Over at theconversation.com, an article is tackling “why companies have little incentive to invest in cybersecurity.” One of the arguments is that companies encounter moral hazard. That is, they’re don’t really feel the effects of the risk of their actions because someone or something else is taking care of the hazard.
Moral Hazard – Beneficiaries
Moral hazard is cited as one of the reasons why the banking industry brought on the 2008 financial crisis: they were playing with other people’s money, absolving themselves from the financial risks via the use of exotic options and other derivatives. Since the downside doesn’t affect them, the banks charged ahead into risky waters that culminated in a global financial meltdown.
Likewise, the argument is that companies don’t really invest in data security solutions because, among other things, someone else is taking the risk. The example given is that of Home Depot, Target, and Sony – companies that have experienced massive data breaches in the last couple of years. Despite their ongoing tribulations, it is pointed out that insurance companies acted as a salve to their misery. For example, Target, whose data breach expenses reached $252 million so far, saw a $90 million reimbursement from insurance companies.
Target wasn’t the only recipient of a risk transfer. Home Depot, which had the dubious honor of being the retailer with the largest data breach (until Target came along, that is), also saw its expenses reduced by about one-third when it received $15 million from its insurers.
Moral Hazard – Benefactors
So, to whom was the risk transferred to? Easy. The insurers. But then again, it seems wrong to bring up “moral hazard” with such parties because that’s what they’re there for: insurance companies are meant to take on risk.
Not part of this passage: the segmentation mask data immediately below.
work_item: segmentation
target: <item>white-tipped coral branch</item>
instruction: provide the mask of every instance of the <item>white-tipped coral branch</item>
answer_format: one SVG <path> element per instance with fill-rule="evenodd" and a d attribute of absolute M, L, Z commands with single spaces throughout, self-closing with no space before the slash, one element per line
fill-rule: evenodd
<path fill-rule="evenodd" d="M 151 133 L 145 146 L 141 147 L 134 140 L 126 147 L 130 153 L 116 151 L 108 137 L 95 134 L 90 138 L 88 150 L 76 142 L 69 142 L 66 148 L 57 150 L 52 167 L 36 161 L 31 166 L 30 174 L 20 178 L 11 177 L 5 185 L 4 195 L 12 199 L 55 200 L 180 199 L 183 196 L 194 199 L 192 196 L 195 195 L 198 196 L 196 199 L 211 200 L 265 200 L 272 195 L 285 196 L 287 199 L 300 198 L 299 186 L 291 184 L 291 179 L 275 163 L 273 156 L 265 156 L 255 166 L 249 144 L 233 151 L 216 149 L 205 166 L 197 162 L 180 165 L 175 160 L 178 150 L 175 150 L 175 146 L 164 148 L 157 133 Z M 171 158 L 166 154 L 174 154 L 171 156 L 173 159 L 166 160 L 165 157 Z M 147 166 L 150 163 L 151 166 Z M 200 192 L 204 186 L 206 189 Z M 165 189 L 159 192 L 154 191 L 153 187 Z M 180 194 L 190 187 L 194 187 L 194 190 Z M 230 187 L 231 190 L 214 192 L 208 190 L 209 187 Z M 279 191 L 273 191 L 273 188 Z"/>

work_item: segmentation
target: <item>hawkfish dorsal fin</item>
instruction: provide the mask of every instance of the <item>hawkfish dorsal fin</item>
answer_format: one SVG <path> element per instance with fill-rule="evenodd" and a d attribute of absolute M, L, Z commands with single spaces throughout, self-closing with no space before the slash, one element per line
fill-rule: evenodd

Then there are the credit card companies. According to the same theconversation.com article, credit unions spent $60 million to replace the credit and debit cards affected in the Home Depot debacle. No doubt a similar figure will spring up once Target’s data breach is contained.
And ultimately, there’re the customers. Even if made whole by either their banks or the breached entities, customers don’t get compensated for the lost hours, frustrations, and other aspects related to rectifying the situation.
If breached entities had to compensate for all the problems they created – that is, the moral hazard aspect is minimized to zero – then they wouldn’t be so cavalier when it comes to data security. At least, that is the idea.